# Can it be done - Polishing plastic headlights ?



## bilabonic (Jul 25, 2008)

Hi

Now i have my paintwork sorted my front headlights are next. On inspection they appear 'pitted' and feel 'grainy' and are in no way clear.

Is there a way to improve these with dual action polisher/polish ?

Is it safe to use on plastic ??

Cheers


----------



## Davemm (Mar 9, 2009)

try megs plastic x did a good job on mine, and from a lot of the write ups yes you can machine polish the lights.


----------



## bilabonic (Jul 25, 2008)

Just found this - http://www.howcast.com/videos/20153-Cleaning-a-Headlight-Using-Autosol-Polish


----------



## [email protected] (Aug 6, 2008)

Sure, you can do headlights, taillights, indicators, clear pillar plastics etc...
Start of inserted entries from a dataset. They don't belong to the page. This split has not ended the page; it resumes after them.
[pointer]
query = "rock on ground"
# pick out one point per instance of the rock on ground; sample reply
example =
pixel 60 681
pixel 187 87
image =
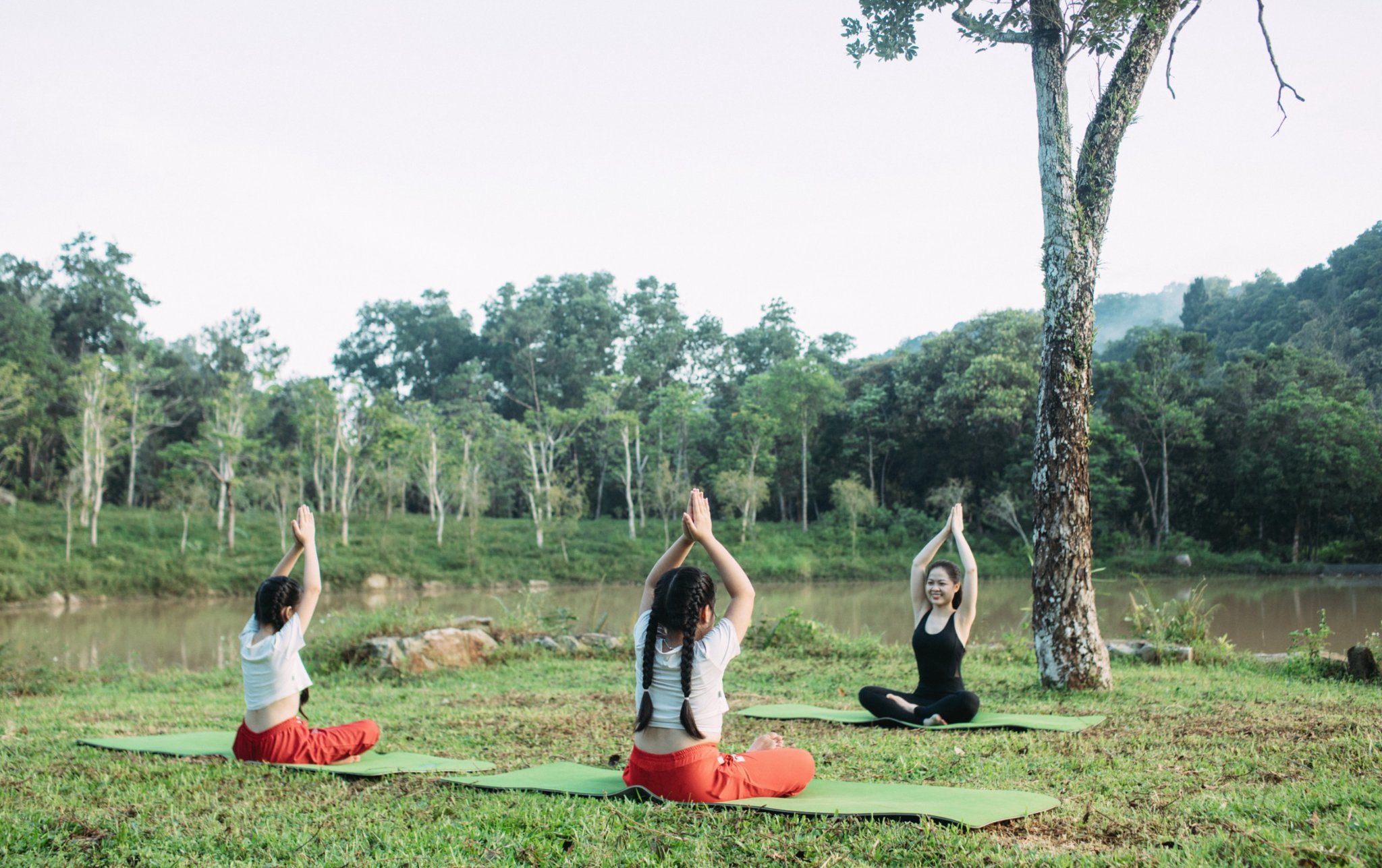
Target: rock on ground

I do it with rotary by polishing pad...

Menzerna PO85RD is great. If the swirls or oxidation is big, go first with cutting compound like 3M Fast Cut Compound...

Sorry, no "before" pic. I've just 3M Fast Cut Compound and the result is brilliant...

On severe oxidation you can wetsand with 2500 or 3000 grit


----------



## Baracuda (Apr 28, 2008)

Have a look here. A superb topic and correction

http://www.detailingworld.co.uk/forum/showthread.php?t=53720&highlight=wetsanding+headlights


----------